Tiga jam sebelum Erlangga tiba di Pulau Weh.
Nabila dan penjelajah lainnya tiba di Pulau Weh setelah mengenakan cincin akik. Ekspresi mereka lega dan sumringah begitu melihat langit yang cerah. Namun, ada pemandangan lain yang segera membuat mereka berpikir dua kali, bahwa mungkin mereka masih diculik di tempat antah-berantah. Di sekitar terdapat banyak orang asing yang mengawasi mereka.
Orang-orang itu berdiri di atas batu-batu berundak yang posisinya lebih tinggi. Yang tak biasa adalah penampilannya. Ada yang memakai zirah abad pertengahan, ada yang bertelanjang d**a seperti pendekar silat, ada juga yang mengenakan kain serba tertutup selayaknya pengembara gurun.

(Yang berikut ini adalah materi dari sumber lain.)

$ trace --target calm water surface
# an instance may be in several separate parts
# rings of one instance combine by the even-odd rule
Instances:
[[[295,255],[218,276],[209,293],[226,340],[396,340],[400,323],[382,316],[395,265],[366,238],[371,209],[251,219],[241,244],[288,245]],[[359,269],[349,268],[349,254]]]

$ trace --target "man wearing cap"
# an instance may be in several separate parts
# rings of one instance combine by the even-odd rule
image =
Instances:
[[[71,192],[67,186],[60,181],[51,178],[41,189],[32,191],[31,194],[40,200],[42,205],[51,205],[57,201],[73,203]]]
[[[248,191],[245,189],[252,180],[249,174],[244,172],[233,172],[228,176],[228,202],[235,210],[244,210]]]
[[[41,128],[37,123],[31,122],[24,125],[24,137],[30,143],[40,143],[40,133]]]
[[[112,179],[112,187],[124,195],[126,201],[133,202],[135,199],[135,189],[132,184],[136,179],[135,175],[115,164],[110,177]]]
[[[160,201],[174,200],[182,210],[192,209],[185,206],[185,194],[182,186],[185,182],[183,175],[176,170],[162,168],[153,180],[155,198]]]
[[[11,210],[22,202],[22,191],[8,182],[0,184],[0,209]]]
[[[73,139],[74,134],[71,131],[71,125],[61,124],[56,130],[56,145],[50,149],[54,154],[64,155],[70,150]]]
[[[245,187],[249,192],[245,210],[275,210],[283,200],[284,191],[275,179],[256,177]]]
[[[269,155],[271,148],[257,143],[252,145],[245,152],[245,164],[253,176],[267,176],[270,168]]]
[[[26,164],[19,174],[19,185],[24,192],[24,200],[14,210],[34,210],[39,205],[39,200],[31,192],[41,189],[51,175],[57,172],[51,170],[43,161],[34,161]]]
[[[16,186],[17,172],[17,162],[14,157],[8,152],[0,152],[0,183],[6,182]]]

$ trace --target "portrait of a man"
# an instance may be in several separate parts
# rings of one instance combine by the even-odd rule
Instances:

Seperti pesta kostum di karnaval.
“Pak, di mana ini, ya?” tanya seorang penjelajah.
Lalu Nabila melihat seorang gadis—mungkin seusianya—melambaikan salam lima jari sembari naik ke atas undakan batu yang paling tinggi.
“Halo, semua! Selamat datang di Nusantara!”
Rambutnya merah panjang, memakai baju kebaya serta rok pendek dari kain jarik bermotif merah. Ia berpose melambai-lambaikan tangan, sementara tangan satunya bertolak pinggang.
“Kalian pasti masih bingung! Makanya, aku di sini biar kalian nggak bingung lagi.” Gadis itu menepuk dadanya dengan kepalan. “Namaku Wati, Ketua Tertinggi Partai Banteng Merah!”
Ketua partai? Banteng merah? Istilah-istilah itu semakin memantik kebingungan. Terlebih lagi rasanya agak di luar nalar, gadis semuda itu menjadi ketua dari orang-orang di belakangnya.
“Saya Jendral Besar Saleh.” Tiba-tiba seorang pria berdiri di atas batu besar yang bersebrangan dari Wati. “Saya Jendral Besar Partai Beringin Kuning.”
Usianya sudah menuju paruh baya. Ia mengenakan seragam militer dengan banyak bintang tanda jasa. Kacamata hitam bertengger di atas pangkal hidungnya, dan tongkat komando coklat tergenggam erat di tangannya.
“Saya Furqon, Pemimpin Agung Partai Kubah Hijau!”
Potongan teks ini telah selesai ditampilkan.